Checkpoints consolidate transaction log state for faster reads:

// Configure checkpoint interval
spark.conf.set("spark.indextables.checkpoint.enabled", "true")
spark.conf.set("spark.indextables.checkpoint.interval", "10")

Compression

Transaction logs are GZIP compressed by default (60-70% size reduction):

spark.conf.set("spark.indextables.transaction.compression.enabled", "true")

SQL Commands

CHECKPOINT INDEXTABLES

Force a checkpoint at the current version. This consolidates transaction log state and upgrades the table to the latest protocol version.

CHECKPOINT INDEXTABLES 's3://bucket/my_index';

Use this to:

  • Optimize read performance by creating a checkpoint
  • Force protocol upgrade on existing tables
  • Create a checkpoint at a specific point in time

TRUNCATE INDEXTABLES TIME TRAVEL

Remove all historical transaction log versions, keeping only the current state. After truncation, time travel to earlier versions is no longer possible.

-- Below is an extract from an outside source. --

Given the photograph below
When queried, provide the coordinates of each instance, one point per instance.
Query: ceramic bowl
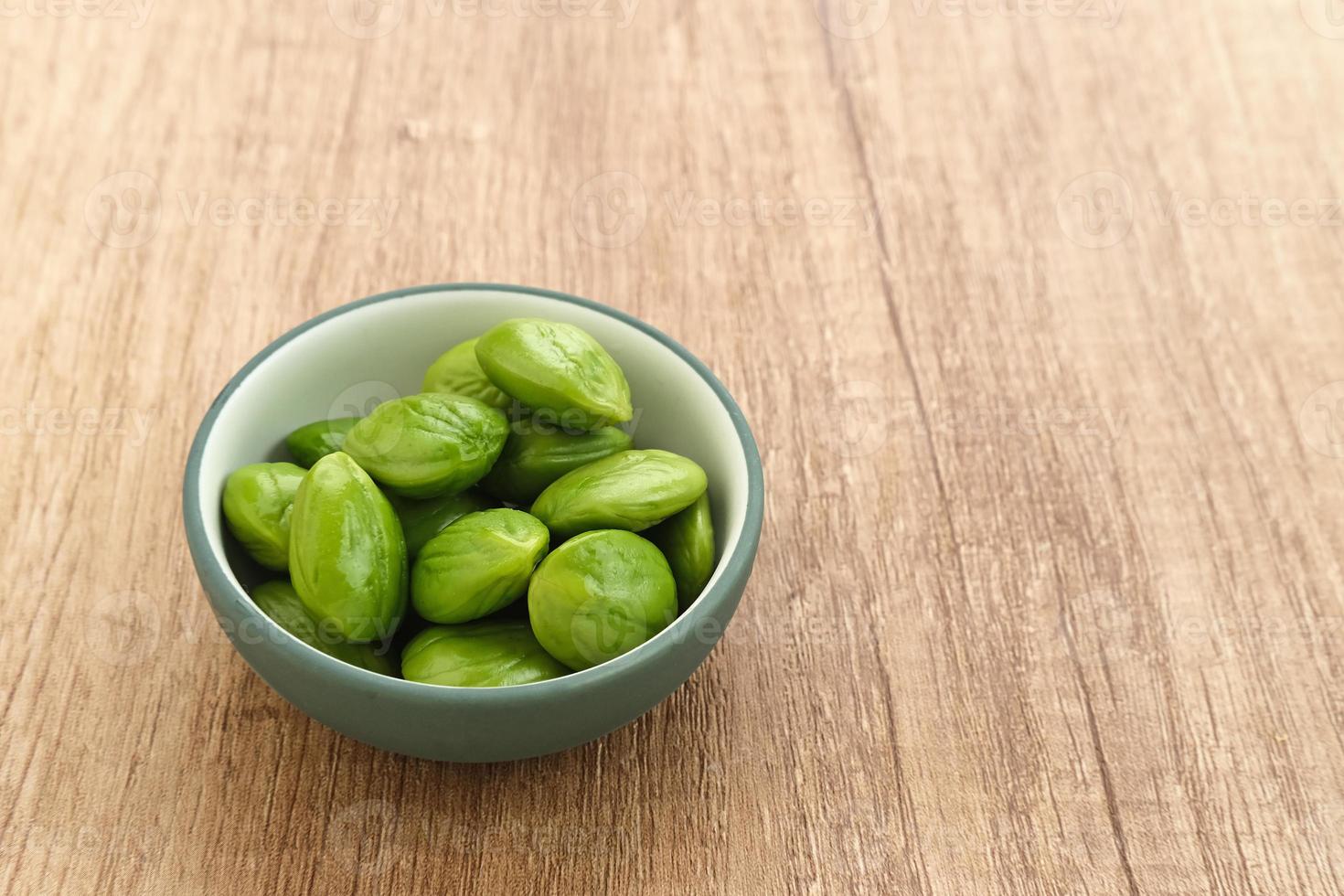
(346, 361)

-- Preview what would be deleted
TRUNCATE INDEXTABLES TIME TRAVEL 's3://bucket/my_index' DRY RUN;

-- Actually truncate
TRUNCATE INDEXTABLES TIME TRAVEL 's3://bucket/my_index';

This command:

  1. Creates a checkpoint at the current version (if none exists)
  2. Deletes all transaction log version files older than the checkpoint
  3. Deletes all older checkpoint files
  4. Preserves all data files (splits) — only metadata is affected

Use this to:

  • Reduce transaction log storage overhead
  • Clean up after many small write operations
  • Prepare a table for archival (remove history)

Benefits

  • Atomicity: Writes are all-or-nothing
  • Consistency: Readers see consistent snapshots
  • Durability: Committed writes survive failures
  • Audit trail: Full history of changes